Aude, whose gentle demeanor and calm voice seem tailor-made for reassuring patients in emergencies, knows how to deal with exhaustion and chaos. “In my job, I’m used to the unexpected. Sometimes you expect quiet nights and then you have two heart attacks to deal with; it is part of the job. You adapt.”
Aude wants to be recruited as a volunteer on a medical team. “It would be really interesting work that would make a change from my daily life,” she says.
What’s more, she hasn’t ruled out working as an events nurse in the future. “The Olympic Games could open up new career prospects for me.”
Applying to volunteer at the Olympics is above all a testament to Aude’s love of sport. “I’ve been a break dancer for a long time and I’m very happy to see this discipline enter a competition as prestigious as the Olympic Games,” she says.

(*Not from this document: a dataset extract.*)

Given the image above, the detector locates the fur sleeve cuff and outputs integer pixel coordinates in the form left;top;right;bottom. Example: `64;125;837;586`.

With a husband who works and a three-year-old daughter, she knows that volunteering at the Games will be difficult to manage. Aude is even considering forgoing her family vacation. But she doesn’t see it as a sacrifice. Volunteering at the Olympics “will be such an enriching experience. I’ll be paid handsomely in humanity. I can’t wait for 2024!”
‘It would be a real honour’
This time round, Dan is counting on being selected as a volunteer. He doesn’t want to suffer the same fate he did in 2020, when his application for the Youth Olympic Games in Lausanne, Switzerland was rejected.
Dan, a student at the Swiss Federal Institute of Technology in Lausanne, wants to capitalise on his proficiency in multiple languages. “I’m not sure I’ll be able to help build a stadium … But I’d love to be able to accompany athletes or help out with my technological knowledge,” Dan says shyly. “It would be a real honour.”
It’s the festive spirit of the Games, rather than the sport, that inspired Dan to sign up.
“When I heard that French artist Woodkid would produce the official anthem for the Olympic Games, it made me want to participate even more,” says Dan. “Besides, I’ve always dreamed of seeing a real opening or closing ceremony for an event of this magnitude. We don’t get paid, but being able to take part is priceless.”
Dan is so excited by the Games, he even convinced his mother to apply. His father, who is more reticent, declined. “With all the violent protests we’ve seen in the media in Paris – riots, the pictures of chaos – the city scares him, as it does many people,” says Dan. “But not me; I’m still confident.”
If he’s not picked for a second time, Dan says he’ll be disappointed. “I’ll watch the event on TV in Switzerland. I’ll still appreciate the beautiful spirit of the Games, where social barriers fade away.”